A final example of how to handle patterns is the case of whitespace in comparison and logical operators. Fortran has operators of the form <dot word dot>, for example .lt. and .xor.. But annoyingly, it allows whitespace between the dot and the word, e.g. . not .. Using regular expressions, this is of course easy to handle, for example:

if $str~~s/^\.\s*ge\s*\.//) {
    $lev=6;
    $op=20;
} 

I check for a pattern starting with a dot and which contains a space before the next dot. Then I remove all spaces from that substring using trans and replace this original string with this trimmed version.

when .starts-with('.') and  .index( ' ' ) 
    and (.index( ' ' ) < (my $eidx = .index('.',2 ))) {
    
    # Find the keyword with spaces
    my $match = .substr(0, $eidx+1);
    # remove the spaces
    $match .= trans( ' ' => '' );
    # update the string
    $str = $match ~ .substr( $eidx+1);
    proceed;
}

Conclusion

Overall the optimised expression parser in Raku is still very close to the Perl version. The key difference is that the Raku version does not use regular expressions.

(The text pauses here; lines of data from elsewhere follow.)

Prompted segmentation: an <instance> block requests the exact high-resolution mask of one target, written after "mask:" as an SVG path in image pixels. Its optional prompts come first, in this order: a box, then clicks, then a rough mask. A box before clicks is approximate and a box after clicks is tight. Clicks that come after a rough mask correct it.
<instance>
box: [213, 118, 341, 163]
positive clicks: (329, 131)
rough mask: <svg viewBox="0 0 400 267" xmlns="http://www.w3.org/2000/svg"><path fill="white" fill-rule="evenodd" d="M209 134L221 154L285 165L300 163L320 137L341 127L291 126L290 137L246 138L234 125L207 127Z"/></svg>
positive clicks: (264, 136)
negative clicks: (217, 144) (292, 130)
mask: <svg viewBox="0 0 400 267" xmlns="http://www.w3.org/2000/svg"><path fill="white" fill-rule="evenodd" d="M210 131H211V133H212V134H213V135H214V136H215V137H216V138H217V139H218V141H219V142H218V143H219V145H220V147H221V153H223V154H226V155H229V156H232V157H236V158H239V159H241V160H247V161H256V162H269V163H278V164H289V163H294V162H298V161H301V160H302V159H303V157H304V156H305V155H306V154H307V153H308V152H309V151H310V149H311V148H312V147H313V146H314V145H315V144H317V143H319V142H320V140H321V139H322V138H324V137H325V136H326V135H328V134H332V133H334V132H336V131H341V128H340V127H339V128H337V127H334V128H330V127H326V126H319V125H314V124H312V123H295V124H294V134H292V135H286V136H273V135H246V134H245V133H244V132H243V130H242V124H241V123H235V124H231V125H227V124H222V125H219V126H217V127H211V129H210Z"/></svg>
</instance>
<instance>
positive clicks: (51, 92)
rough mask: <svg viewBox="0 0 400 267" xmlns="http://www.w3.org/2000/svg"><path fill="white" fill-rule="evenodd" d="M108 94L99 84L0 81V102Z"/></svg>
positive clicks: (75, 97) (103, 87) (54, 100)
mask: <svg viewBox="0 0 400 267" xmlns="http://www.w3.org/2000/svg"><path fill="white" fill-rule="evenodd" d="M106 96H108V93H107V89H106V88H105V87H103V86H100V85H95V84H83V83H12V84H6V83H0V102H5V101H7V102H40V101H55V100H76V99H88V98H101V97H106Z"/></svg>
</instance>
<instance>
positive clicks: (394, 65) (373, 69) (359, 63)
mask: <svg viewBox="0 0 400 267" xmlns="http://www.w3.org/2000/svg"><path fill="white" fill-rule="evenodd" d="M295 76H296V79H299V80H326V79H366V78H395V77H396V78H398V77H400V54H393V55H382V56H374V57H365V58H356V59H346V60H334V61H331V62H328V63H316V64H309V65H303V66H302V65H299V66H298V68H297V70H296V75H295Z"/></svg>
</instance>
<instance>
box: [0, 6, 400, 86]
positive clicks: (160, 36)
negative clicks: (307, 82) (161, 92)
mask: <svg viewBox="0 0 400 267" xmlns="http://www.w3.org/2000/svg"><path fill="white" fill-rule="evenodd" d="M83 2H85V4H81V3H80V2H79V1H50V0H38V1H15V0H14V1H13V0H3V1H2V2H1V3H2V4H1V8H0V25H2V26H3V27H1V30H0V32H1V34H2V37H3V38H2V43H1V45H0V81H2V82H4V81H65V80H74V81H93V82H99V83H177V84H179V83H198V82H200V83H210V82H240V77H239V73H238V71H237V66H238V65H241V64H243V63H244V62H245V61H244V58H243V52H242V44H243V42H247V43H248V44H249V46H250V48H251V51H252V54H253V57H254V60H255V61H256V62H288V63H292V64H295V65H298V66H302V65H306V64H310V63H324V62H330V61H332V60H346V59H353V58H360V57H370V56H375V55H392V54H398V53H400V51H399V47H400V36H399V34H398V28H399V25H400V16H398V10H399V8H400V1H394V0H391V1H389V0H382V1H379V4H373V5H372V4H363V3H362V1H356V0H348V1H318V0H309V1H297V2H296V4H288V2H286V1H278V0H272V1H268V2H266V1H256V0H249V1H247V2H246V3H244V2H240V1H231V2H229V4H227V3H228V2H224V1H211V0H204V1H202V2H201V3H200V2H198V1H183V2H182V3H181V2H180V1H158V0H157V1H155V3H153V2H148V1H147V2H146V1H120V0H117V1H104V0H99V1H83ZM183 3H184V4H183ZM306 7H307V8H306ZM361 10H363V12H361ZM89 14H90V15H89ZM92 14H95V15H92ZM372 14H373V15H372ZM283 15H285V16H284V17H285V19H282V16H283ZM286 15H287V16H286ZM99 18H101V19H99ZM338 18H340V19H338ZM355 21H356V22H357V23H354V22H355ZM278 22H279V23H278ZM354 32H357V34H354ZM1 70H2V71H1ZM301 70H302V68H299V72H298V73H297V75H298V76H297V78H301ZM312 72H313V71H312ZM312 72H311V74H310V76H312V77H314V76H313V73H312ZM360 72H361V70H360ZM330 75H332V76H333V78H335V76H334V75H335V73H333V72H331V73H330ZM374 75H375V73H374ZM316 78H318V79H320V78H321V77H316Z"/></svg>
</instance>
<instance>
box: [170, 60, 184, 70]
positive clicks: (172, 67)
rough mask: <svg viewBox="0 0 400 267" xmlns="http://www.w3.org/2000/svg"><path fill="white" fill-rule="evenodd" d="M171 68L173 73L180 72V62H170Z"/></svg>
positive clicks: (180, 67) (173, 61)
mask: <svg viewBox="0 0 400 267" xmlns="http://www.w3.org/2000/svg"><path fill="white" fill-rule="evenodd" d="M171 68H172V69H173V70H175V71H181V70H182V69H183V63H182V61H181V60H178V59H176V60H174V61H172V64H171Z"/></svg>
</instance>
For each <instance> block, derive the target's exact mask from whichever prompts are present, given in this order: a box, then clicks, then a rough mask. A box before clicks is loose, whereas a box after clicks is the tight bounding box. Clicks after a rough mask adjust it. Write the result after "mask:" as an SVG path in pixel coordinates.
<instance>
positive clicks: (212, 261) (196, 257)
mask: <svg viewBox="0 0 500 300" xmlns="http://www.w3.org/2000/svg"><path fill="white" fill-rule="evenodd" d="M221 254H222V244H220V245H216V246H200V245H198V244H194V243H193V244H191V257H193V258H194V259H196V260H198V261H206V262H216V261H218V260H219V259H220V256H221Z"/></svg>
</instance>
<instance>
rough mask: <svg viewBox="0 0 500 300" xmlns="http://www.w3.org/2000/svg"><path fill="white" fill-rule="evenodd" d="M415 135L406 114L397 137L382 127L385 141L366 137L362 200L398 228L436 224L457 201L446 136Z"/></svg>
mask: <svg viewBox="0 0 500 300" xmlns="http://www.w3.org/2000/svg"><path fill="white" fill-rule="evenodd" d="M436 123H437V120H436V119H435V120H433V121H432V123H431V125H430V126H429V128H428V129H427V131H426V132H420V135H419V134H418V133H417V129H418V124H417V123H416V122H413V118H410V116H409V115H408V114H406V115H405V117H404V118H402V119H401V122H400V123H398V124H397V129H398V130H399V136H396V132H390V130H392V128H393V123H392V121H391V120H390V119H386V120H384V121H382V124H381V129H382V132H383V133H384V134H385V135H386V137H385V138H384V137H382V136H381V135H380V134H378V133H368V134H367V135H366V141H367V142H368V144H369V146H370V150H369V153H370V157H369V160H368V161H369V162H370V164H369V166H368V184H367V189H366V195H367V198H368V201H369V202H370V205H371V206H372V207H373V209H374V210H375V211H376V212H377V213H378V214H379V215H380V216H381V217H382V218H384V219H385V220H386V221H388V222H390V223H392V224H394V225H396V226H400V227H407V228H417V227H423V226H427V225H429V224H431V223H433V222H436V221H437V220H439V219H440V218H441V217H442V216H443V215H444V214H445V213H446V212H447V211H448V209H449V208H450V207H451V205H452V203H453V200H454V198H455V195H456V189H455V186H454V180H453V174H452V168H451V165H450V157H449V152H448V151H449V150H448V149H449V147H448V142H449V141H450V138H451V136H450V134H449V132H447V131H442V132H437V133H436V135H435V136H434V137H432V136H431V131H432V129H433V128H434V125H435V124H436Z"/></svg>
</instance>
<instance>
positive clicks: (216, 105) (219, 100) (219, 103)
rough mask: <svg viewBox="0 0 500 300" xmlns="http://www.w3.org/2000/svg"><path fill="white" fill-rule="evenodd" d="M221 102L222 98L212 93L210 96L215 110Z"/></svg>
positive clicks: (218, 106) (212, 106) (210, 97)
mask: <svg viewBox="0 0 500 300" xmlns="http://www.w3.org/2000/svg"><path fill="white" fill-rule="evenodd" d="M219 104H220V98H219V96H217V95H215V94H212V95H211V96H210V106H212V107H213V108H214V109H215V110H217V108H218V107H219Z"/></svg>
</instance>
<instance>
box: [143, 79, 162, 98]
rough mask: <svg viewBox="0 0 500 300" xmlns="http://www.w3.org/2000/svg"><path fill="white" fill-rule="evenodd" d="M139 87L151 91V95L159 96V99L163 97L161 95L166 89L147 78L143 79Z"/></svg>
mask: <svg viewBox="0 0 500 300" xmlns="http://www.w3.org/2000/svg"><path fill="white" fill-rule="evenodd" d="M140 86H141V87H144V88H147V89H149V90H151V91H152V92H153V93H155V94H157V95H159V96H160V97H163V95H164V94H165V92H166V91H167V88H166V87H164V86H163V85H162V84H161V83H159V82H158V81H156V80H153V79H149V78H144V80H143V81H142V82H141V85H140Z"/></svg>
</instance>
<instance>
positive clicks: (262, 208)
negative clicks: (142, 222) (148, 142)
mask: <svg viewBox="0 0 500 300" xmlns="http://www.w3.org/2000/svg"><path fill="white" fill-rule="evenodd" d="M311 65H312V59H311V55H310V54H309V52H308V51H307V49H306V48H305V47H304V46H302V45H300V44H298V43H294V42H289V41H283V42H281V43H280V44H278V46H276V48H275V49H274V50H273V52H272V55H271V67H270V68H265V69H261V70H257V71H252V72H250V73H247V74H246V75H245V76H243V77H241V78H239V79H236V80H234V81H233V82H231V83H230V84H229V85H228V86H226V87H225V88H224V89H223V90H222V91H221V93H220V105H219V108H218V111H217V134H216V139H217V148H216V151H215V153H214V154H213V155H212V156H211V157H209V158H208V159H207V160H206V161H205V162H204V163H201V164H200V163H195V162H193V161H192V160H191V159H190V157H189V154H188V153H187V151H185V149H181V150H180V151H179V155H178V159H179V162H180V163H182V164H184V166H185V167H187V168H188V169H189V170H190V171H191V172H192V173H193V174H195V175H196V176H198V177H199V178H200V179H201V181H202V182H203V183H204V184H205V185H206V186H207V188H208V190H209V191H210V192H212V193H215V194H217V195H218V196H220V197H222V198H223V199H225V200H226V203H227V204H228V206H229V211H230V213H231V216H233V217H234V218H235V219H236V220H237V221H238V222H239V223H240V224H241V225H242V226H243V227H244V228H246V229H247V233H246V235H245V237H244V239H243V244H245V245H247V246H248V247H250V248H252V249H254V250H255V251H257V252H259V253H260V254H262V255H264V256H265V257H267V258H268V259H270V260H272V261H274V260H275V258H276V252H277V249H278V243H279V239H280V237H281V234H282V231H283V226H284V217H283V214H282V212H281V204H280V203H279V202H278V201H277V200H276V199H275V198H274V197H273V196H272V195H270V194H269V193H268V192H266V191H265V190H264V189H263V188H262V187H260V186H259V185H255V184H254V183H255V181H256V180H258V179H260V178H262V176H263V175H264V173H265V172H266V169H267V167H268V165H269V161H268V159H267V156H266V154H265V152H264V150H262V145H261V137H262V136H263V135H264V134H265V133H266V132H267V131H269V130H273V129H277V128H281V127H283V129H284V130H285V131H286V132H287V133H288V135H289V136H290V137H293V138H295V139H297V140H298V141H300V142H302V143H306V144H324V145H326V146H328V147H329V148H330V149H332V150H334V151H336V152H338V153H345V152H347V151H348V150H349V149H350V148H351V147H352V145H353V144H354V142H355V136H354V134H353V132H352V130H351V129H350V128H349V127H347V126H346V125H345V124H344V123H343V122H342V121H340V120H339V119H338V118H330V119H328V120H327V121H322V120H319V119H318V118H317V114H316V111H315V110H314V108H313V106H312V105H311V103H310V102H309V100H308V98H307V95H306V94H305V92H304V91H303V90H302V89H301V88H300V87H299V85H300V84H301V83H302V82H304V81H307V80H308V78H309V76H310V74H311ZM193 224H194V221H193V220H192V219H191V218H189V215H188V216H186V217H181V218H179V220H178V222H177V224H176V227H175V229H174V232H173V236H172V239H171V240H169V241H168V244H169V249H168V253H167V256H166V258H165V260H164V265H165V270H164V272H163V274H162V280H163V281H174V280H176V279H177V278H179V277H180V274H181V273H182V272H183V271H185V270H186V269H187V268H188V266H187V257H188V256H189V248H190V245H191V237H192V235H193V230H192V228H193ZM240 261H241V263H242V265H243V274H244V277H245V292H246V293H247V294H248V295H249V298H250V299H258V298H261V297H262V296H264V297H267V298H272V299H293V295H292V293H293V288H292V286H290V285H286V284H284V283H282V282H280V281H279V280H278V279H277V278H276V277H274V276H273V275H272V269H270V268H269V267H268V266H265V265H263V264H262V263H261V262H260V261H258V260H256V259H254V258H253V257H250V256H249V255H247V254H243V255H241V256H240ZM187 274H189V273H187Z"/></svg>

With the above examples I wanted to illustrate how it is possible to write code with the same functionality as a regular expression s/// operation, using some of Raku’s built-in string operations:

  • substr : substring
  • index : location a a substring in a string
  • trim-leading : strip leading whitespace
  • starts-with
  • ends-with
  • trans : used to remove whitespace using the ' ' => '' pattern
  • lc : used in range tests instead of testing against both upper and lower case
  • le, lt, ge, gt: for very handy range comparisons, e.g. 'a' le $str le 'z'

The resulting code is of course much longer but arguably more readable than regular expressions, and currently four times faster.

I ran a lot more tests, and compared performance against Perl and Python as well, but that is another story. All code for the tests is available in my GitHub repo.